Key muni lobbyist Decker is out as SIFMA reorganizes
WASHINGTON — Michael Decker will be leaving his post as managing director and co-head of munis at the Securities Industry and Financial Markets Association on Thursday, stoking concern about the group's commitment to the muni market.
Decker has held that post at SIFMA since October 2009 and has been among the most prominent muni lobbyists for years, meeting with and authoring letters to lawmakers and regulators on SIFMA's behalf.
Some market participants had already said they were skeptical of SIFMA's commitment to muni advocacy after a significant reorganization of the group's committee structure last year.
Cheryl Crispen, SIFMA executive vice president of communications and marketing, said nothing has changed since October regarding the restructuring of the group, and said SIFMA was not backing away from muni advocacy.
"SIFMA remains committed to the municipal securities sector and there will be no reduction of our issue coverage,” Crispen said.
Market participants have pointed out that SIFMA’s most prominent and biggest dues-paying members are big Wall Street investment banks, for which munis are a relatively small part of their businesses.
Other Washington-based muni advocates had praise for Decker upon hearing of his termination at SIFMA.
Micah Green, a partner at law firm Steptoe & Johnson, began working with Decker almost 30 years ago and applauded his dedication to the fixed income and municipal markets.
“The municipal market has been a better place because Michael Decker decided to spend so much time in his life and in his career being an advocate for that marketplace,” Green said.
In 2008, Decker joined the Regional Bond Dealers Association, now known as the Bond Dealers of America. Before that, he was senior managing director for research and public policy at SIFMA , where he oversaw the association’s research activities, including analyzing industry and market trends, collecting market and industry data and publishing research reports covering all aspects of the global securities market.
“I’ve personally known Michael and worked with him since 1996 at the Public Securities Association - the predecessor to SIFMA,” said Mike Nicholas, CEO of Bond Dealers of America. “Michael’s unwavering voice supporting fixed income broker-dealers and investors will be missed by many.”
Concern about the direction of SIFMA's advocacy was initially sparked after SIFMA President and CEO Ken Bentsen announced in September 2018 that the group would “reconstitute” its 95 committees and 167-plus working groups subcommittees into 35 committees and 21 forums that will be overseen by six subcommittees of the board of directors.
The streamlining was the result of three surveys that the global management consulting firm Oliver Wyman conducted of SIFMA members. Bentsen told members the goal was to refine and improve the efficiency of SIFMA's committee structure to ensure focus on core member priorities.
Green said it’s important to ensure that the municipal market has a clear voice and that it’s communicated through investors and issuers alike.

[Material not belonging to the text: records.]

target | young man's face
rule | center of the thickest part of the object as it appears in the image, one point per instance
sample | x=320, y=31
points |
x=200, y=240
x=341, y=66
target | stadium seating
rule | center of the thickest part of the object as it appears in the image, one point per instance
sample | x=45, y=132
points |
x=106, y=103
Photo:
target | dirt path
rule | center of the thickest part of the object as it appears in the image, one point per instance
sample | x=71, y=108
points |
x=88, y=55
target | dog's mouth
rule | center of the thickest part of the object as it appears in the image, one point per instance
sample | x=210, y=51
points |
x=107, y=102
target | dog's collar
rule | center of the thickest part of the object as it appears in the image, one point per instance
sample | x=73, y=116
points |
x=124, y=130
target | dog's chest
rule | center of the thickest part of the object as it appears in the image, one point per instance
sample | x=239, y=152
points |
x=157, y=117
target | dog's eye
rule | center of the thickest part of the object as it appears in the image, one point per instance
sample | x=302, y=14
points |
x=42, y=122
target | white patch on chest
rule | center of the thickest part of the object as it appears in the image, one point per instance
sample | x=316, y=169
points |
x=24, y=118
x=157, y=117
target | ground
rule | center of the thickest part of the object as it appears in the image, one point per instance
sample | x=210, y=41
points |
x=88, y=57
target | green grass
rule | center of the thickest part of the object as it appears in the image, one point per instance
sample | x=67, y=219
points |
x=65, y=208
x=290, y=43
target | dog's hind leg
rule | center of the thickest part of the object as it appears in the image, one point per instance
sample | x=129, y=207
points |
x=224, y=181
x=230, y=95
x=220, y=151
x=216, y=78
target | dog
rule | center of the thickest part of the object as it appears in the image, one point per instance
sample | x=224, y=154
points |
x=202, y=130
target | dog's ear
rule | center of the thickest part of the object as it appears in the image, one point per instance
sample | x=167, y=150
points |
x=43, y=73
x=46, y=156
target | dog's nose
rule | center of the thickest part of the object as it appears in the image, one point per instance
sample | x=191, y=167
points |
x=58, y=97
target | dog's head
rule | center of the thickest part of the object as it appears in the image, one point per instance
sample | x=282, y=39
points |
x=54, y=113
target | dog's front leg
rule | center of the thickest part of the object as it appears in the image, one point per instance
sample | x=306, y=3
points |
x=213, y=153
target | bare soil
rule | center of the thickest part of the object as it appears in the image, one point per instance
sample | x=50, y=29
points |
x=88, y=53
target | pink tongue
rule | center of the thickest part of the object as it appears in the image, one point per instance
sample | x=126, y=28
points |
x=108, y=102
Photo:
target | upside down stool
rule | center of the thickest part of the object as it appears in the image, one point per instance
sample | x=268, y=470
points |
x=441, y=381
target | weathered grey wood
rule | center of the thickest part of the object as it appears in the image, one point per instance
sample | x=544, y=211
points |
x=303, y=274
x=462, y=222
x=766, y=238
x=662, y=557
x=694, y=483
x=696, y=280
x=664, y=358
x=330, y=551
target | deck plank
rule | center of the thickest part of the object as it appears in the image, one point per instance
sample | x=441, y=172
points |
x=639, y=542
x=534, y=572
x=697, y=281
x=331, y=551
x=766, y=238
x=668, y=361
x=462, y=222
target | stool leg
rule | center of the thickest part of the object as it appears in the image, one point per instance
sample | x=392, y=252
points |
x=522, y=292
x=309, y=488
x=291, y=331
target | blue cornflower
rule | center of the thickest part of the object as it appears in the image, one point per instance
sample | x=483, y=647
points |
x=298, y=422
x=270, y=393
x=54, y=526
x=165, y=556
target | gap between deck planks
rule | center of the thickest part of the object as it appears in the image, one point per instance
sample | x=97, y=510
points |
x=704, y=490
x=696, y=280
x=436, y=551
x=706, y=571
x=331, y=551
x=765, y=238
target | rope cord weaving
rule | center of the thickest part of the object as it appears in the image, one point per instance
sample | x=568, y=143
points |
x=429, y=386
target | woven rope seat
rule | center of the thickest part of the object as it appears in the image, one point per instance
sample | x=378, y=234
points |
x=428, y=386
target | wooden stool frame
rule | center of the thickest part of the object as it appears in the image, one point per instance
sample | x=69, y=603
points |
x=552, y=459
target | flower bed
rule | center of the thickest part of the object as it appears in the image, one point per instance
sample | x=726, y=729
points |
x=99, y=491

“I would hope Michael’s departure does not indicate any lack of commitment on any industry organization’s part to ensure that these markets have a clear and resolute voice,” Green said.
He added that the finance community should redouble its efforts to get the message out for the need to deal with infrastructure finance and other developments in the muni market.
“Michael is a giant in our industry and he’s also a good friend,” said Emily Brock, director of the Government Finance Officers Association's federal liaison center. “I look forward to working with him on his next adventure.”